Training-Free Safe Denoisers for Safe Use of Diffusion Models
Mingyu Kim, Dongjun Kim, Amman Yusuf, Stefano Ermon, Mijung Park
TL;DR
The paper tackles safety in diffusion models by introducing a training-free safe denoiser that modifies the sampling trajectory to avoid unsafe data regions without retraining. It derives a theoretical link between the data denoiser, the safe denoiser, and the unsafe denoiser via a data-dependent weight $\beta^{*}(\mathbf{x}_t)$, and provides pragmatic approximations to implement the safe denoiser efficiently. The method integrates with existing text-based safety mechanisms (CFG, SAFREE, SLD) and demonstrates substantial improvements in NSFW and IP-related safety metrics across text-to-image and conditional/unconditional generation, with modest computational overhead.

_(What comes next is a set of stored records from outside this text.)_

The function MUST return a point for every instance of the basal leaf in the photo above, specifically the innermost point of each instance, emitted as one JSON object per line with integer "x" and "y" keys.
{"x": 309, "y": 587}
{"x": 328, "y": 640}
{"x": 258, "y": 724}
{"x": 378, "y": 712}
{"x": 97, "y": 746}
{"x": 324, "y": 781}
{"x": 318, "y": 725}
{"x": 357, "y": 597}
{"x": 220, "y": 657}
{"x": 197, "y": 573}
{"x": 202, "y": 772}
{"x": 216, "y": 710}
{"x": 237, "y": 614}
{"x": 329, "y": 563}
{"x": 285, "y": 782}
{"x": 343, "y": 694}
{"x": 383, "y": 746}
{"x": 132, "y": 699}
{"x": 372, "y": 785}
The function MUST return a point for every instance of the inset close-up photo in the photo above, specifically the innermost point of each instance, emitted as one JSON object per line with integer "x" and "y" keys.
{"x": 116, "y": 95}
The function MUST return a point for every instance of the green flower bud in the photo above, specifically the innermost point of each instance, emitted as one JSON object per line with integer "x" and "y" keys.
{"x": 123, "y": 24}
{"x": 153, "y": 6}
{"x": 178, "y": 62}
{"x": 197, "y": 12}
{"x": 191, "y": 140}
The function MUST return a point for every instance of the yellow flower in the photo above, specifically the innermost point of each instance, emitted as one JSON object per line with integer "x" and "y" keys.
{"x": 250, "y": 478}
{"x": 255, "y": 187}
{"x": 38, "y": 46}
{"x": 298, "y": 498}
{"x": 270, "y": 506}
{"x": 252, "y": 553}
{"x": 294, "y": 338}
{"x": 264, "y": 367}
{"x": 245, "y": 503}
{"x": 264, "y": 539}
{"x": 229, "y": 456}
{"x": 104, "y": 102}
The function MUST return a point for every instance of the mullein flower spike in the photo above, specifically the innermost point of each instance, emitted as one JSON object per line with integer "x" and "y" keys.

The approach acts as defense-in-depth during inference, enabling safer diffusion-based generation while preserving quality and alignment with prompts, and it shows strong compatibility with frontier models and IP-control tasks. Overall, the work offers a scalable, training-free safety mechanism that can be layered onto current safety pipelines to mitigate adversarial prompts and memorization risks in diffusion models.
Abstract
There is growing concern over the safety of powerful diffusion models (DMs), as they are often misused to produce inappropriate, not-safe-for-work (NSFW) content or generate copyrighted material or data of individuals who wish to be forgotten. Many existing methods tackle these issues by heavily relying on text-based negative prompts or extensively retraining DMs to eliminate certain features or samples. In this paper, we take a radically different approach, directly modifying the sampling trajectory by leveraging a negation set (e.g., unsafe images, copyrighted data, or datapoints needed to be excluded) to avoid specific regions of data distribution, without needing to retrain or fine-tune DMs. We formally derive the relationship between the expected denoised samples that are safe and those that are not safe, leading to our $\textit{safe}$ denoiser which ensures its final samples are away from the area to be negated. Inspired by the derivation, we develop a practical algorithm that successfully produces high-quality samples while avoiding negation areas of the data distribution in text-conditional, class-conditional, and unconditional image generation scenarios. These results hint at the great potential of our training-free safe denoiser for using DMs more safely.